DRIVER'S SIDE DIATRIBE
By Al Vinikour    

I seem to get behind a lot of vehicles that must be towing a loaded 53-foot trailer, because it sure takes them a long time to get up to speed. It must be punishment for childhood shenanigans. I am loath to know what I had done that earns me the personal distinction of trailing the only vehicles on the highway whose torque rating is in the low-single figures?

For instance, this morning I was turning at the freeway on-ramp to I-75 and wound up behind a late-model Mazda6, poking along at a neck-breaking speed of about 17 mph.  In my head I used more toilet words than I did when I read about The Love Boat being cancelled.

I resigned myself to having to wait this guy out until we got on the freeway itself, at which point I intended to zip over like an F-15 flying the “Missing Man Formation.”

However, what’s that about the best-laid plans? Both of the outer two lanes were lined up like free wash Thursday at a Roadway America Truck Stop. And to make the joy complete, Barney Oldfield in front of me got spooked by this elephant walk of 18-wheelers and stopped at the bottom of the ramp until traffic totally disappeared from the right lane. He pulled out and it took him two exits to come within 10 mph of the speed limit of 70 mph.

I can understand it taking a mile or more for an International Eagle diesel loaded with steel coils to get up to speed. But why does it take five minutes or more for a Chevrolet sedan to accomplish the same goal? I also sympathize with nervous drivers, especially the elderly, who are hesitant to work their way into traffic on an expressway. Do you know what I have to say about that, Pops?  “TAKE LOCAL ROADS! YOU CAN DRIVE AS SLOWLY AS YOU WANT!”

I realize that some day I’m going to be old, too. As a matter-of-fact there are some days that I feel older than the Mario Andretti I was following this morning. I like to think that when I get to that point I have enough compassion for my fellow drivers to find another route to take without inconveniencing them to the point where I can hear pistols being cocked six cars behind me. You would think I was in LA.

As with most things I gripe about I have a solution. A law should be passed that any vehicle entering a freeway has ¾ of a mile to get within 10 mph of the speed limit (traffic permitting) and if this doesn’t occur then his vehicle will automatically pull off to the shoulder and the errant driver will be forced to have a “time out.” (Hey…if my twin-grandboys are given time-outs when they do something wrong then everyone else should have to face the music as well.)

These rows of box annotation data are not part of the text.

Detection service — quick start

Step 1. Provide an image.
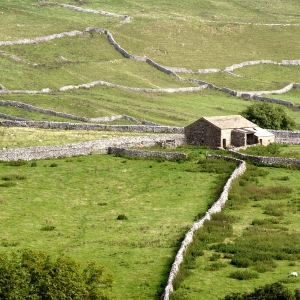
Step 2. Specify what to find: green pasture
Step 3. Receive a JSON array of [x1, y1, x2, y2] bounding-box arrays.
[[172, 165, 300, 300], [240, 144, 300, 159], [0, 127, 155, 149], [0, 0, 300, 300], [0, 149, 235, 299]]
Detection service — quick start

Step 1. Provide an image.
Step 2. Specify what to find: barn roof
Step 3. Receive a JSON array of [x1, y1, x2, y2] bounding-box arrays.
[[203, 115, 258, 129]]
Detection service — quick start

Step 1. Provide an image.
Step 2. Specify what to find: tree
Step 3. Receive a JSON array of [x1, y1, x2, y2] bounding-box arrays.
[[241, 102, 295, 130], [0, 250, 113, 300]]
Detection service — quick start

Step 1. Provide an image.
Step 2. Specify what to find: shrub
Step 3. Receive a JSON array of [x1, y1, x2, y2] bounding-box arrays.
[[0, 250, 113, 300], [117, 214, 128, 220], [209, 253, 221, 261], [1, 174, 26, 181], [42, 225, 55, 231], [0, 181, 17, 187], [204, 262, 227, 271], [230, 255, 251, 268], [224, 282, 294, 300], [5, 159, 27, 167], [229, 270, 258, 280]]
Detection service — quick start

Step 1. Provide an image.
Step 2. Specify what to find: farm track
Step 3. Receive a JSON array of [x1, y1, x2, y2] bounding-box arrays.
[[0, 2, 300, 300]]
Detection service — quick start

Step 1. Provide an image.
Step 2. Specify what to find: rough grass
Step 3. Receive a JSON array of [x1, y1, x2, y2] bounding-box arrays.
[[0, 149, 230, 299], [174, 165, 300, 299], [0, 0, 300, 125], [0, 127, 156, 149]]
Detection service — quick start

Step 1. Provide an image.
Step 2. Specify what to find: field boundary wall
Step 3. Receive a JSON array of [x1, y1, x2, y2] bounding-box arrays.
[[0, 120, 184, 134], [0, 134, 185, 161], [161, 155, 246, 300], [229, 149, 300, 166], [107, 147, 188, 160]]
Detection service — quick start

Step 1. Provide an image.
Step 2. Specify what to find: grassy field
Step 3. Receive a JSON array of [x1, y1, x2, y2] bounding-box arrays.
[[0, 0, 300, 125], [172, 165, 300, 299], [0, 0, 300, 300], [0, 149, 234, 299]]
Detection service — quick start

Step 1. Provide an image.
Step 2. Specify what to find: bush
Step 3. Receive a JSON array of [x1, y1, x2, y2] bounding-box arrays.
[[5, 159, 26, 167], [204, 261, 227, 271], [224, 282, 300, 300], [229, 270, 258, 280], [0, 181, 17, 187], [117, 214, 128, 220], [1, 174, 26, 181], [42, 225, 55, 231], [0, 250, 113, 300]]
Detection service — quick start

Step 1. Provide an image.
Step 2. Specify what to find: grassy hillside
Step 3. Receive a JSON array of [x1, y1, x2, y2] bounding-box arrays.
[[0, 0, 300, 126], [0, 0, 300, 299]]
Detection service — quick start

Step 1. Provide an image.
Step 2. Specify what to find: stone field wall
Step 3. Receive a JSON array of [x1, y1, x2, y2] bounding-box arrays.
[[162, 155, 246, 300], [229, 150, 300, 166], [0, 134, 185, 161], [0, 120, 184, 134], [107, 147, 188, 160]]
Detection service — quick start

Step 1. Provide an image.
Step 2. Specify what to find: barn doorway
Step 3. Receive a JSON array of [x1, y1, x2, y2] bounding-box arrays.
[[223, 139, 226, 148]]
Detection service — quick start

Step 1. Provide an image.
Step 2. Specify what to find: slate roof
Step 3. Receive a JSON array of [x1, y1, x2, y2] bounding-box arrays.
[[203, 115, 258, 129]]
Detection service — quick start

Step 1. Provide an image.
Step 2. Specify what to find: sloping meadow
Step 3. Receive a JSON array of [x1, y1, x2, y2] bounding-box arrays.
[[0, 150, 235, 299]]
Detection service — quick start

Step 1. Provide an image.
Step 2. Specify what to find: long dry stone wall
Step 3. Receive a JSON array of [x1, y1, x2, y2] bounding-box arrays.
[[0, 120, 184, 134], [0, 134, 185, 161], [107, 147, 188, 160], [162, 155, 246, 300], [229, 150, 300, 166], [0, 100, 146, 126]]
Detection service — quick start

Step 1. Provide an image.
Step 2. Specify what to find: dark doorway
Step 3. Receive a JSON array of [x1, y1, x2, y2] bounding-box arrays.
[[223, 139, 226, 148]]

The length of the penalty will depend on how close to the 10 mph cushion that he or she reached. If it’s more than 20 mph less, the penalty should be expanded to make the time-out last until 2:01 a.m. when traffic is at its lightest. Harsh, yes, but I don’t know how long my lifespan is…and I don’t want to waste part of it waiting for Jeff Gordon up there to get with the program.

I think it’s probably time for me to watch Soylent Green again so I can mellow out. There’s something about that movie I find soothing.